D’abord c’est un gamin, il a 5 ans de moins que moi, mais en laissant de côté le physique, et bien sûr le talent, ce cher John et moi avons des amours en commun : les chiffons et le Luberon.
Je l’écrivais dans une chronique du 20 août 2007 Dans la peau de John Malkovich
« Bien m'habiller, c'est une manière de bien contrôler la situation. » ou « Faire des vêtements, c'est peut-être une façon de s'en guérir ».
À l’heure où resurgit le vieux clivage agressif de la guerre froide : Aigle américain-Ours russe dans les milieux souverainistes de droite et de gauche, John, qui s'exprime parfaitement dans la langue de Molière, mettant ainsi « les interprètes au chômage » comme le relève Pascal Mérigeau, en 2007, à la question de savoir « s'il se sentait encore américain depuis qu'il a choisi de vivre en France ? » répondait :
« Pour moi, être américain, c'est être international avant tout... Etre américain, ce n'est pas être pour ou contre Bush, c'est défendre une certaine capacité à savoir s'adapter à toutes les circonstances de sa vie. »
Moi ça me va très bien, se sentir chez soi partout, loin de tous les replis identitaires, citoyen du monde et tout de même né quelque part.
John est éclectique acteur, réalisateur, producteur, metteur en scène et même de scénariste trouve également le temps de concevoir sa propre marque de vêtements, Technobohemian et de produire du vin dans sa propriété du Luberon.
Et lorsqu'on lui demande où il puise l'envie de toucher à tous ces domaines, il répond: « La vie est brève et j'ai eu énormément de passions depuis mon enfance.

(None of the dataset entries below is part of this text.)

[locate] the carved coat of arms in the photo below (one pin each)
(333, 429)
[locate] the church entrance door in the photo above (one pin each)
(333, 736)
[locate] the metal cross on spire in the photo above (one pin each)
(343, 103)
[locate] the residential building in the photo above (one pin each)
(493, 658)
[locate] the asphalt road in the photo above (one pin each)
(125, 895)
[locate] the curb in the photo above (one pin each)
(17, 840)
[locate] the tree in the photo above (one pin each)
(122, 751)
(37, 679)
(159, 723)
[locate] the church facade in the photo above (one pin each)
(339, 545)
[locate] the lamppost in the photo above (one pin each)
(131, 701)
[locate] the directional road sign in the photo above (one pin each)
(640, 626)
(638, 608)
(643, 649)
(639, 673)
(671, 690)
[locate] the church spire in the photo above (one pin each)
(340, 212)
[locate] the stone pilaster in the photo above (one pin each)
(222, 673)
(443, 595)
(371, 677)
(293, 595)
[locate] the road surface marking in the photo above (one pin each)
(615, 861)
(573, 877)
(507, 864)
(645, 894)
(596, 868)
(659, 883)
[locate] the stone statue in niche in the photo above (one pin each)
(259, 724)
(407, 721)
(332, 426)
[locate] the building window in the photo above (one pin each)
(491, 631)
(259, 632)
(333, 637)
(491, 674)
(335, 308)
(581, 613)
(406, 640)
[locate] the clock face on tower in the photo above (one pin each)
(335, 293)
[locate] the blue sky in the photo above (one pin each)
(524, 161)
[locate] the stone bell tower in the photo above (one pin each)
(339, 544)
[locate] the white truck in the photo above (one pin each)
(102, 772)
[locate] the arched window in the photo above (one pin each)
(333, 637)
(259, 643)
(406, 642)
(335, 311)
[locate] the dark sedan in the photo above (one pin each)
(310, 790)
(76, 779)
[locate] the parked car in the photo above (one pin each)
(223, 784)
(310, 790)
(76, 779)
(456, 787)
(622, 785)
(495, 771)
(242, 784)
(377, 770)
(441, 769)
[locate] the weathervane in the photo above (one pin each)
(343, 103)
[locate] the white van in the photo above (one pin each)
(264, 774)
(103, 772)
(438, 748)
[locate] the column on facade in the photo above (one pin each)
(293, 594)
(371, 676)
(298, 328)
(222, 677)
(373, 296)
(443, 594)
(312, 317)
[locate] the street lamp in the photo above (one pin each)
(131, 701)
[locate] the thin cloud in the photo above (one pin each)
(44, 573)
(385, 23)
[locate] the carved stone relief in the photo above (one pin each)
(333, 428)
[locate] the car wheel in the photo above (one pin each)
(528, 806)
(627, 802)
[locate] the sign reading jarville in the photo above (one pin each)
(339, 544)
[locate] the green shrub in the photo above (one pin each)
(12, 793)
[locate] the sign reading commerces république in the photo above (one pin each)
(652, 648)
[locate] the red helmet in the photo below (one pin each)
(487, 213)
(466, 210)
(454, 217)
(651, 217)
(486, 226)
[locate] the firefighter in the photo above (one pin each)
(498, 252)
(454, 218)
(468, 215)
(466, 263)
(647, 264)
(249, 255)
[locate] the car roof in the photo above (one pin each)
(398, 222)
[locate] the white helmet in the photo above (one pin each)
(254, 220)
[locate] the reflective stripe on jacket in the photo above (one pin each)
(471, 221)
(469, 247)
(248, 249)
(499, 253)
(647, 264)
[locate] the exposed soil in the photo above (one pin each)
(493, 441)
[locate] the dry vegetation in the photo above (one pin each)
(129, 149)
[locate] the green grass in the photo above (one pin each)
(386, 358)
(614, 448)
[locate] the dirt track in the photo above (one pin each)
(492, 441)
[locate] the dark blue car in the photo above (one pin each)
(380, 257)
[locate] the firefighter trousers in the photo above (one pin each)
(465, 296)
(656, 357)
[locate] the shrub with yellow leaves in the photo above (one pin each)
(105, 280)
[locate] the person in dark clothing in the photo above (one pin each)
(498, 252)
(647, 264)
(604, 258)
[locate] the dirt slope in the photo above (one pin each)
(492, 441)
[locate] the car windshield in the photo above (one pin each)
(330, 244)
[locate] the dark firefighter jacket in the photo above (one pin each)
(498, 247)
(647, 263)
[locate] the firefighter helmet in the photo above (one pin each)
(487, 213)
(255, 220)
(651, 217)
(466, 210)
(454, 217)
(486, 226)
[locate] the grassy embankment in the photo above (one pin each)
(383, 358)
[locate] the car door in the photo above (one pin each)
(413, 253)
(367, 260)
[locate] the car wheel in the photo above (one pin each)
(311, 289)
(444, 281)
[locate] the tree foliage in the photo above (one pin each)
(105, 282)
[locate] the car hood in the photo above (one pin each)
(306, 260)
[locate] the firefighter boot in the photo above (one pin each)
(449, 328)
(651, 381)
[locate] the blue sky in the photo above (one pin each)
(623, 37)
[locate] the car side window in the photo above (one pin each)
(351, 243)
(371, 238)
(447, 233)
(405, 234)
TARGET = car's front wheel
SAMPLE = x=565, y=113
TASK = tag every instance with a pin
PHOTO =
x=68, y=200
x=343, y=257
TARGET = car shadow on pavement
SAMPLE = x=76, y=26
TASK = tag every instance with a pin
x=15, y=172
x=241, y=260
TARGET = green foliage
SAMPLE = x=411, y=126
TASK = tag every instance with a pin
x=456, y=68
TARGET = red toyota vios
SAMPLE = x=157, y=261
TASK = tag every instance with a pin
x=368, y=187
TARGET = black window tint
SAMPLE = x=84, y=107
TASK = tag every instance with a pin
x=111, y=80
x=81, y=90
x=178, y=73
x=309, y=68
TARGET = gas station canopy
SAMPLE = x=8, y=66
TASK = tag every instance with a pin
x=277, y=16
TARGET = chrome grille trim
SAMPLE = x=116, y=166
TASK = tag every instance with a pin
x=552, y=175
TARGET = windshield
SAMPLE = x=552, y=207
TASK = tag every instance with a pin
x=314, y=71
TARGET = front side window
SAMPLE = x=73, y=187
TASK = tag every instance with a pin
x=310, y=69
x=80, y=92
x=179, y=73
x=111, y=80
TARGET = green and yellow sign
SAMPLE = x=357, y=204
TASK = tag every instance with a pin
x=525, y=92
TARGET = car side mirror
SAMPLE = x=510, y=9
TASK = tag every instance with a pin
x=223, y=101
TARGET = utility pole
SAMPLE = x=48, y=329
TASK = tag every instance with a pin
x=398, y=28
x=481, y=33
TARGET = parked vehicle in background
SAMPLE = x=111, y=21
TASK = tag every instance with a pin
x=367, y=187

Mais je n'ai jamais vraiment eu assez de temps pour les assouvir. Donc j'ai envie d'apprendre et d'étudier, de toucher à des domaines éloignés de mon métier, de nourrir ma curiosité. »
Du côté chiffon j’ai acquis je ne sais plus quand dans un magasin éphémère une veste en laine siglé Technobohemian très confortable, mais du côté vin je n’en avais jamais vu la couleur.
Jeudi dernier, sortant d’un rhume carabiné soigné avec succès avec des remèdes de bonne femme, cédant aux violons d’une bonne amie, je me suis rendu en métro à un pince-fesses dans le bar les dessous de Ginette…
IGP du Vaucluse, pas très sexy comme dénomination mais dans ma petite Ford d’intérieur je me disais peut-être bien que je vais y rencontrer le Piton du Luberon. Pour être clair j’étais un peu bougon au sortir de la ligne 12, l’une des pires, à la station Lamarck-Caulaincourt avec son ascenseur à bestiaux. Pas à prendre avec des pincettes le vieux, mais bon à la guerre comme à la guerre : quand faut y aller, faut y aller.
Muni d’un verre, outil du dégustateur que je ne suis pas, d’une tablette pour prendre des notes que je ne prends jamais, j’errais entre les bouteilles. Tout de même, tout au fond, une étiquette m’accrochait l’œil par son graphisme épuré. Original, me disais-je pendant qu’une voix derrière moi, comme en écho, m’indiquait « c’est le vin de John Malkovich ! »
LQLC : Les Quelles Lacoste, John a acquis une propriété de 8 ha, dont 6 plantés de vignes, Cabernet-Sauvignon, Pinot noir et bientôt Carménère, sise dans la commune de Goult au lieu-dit Lacoste.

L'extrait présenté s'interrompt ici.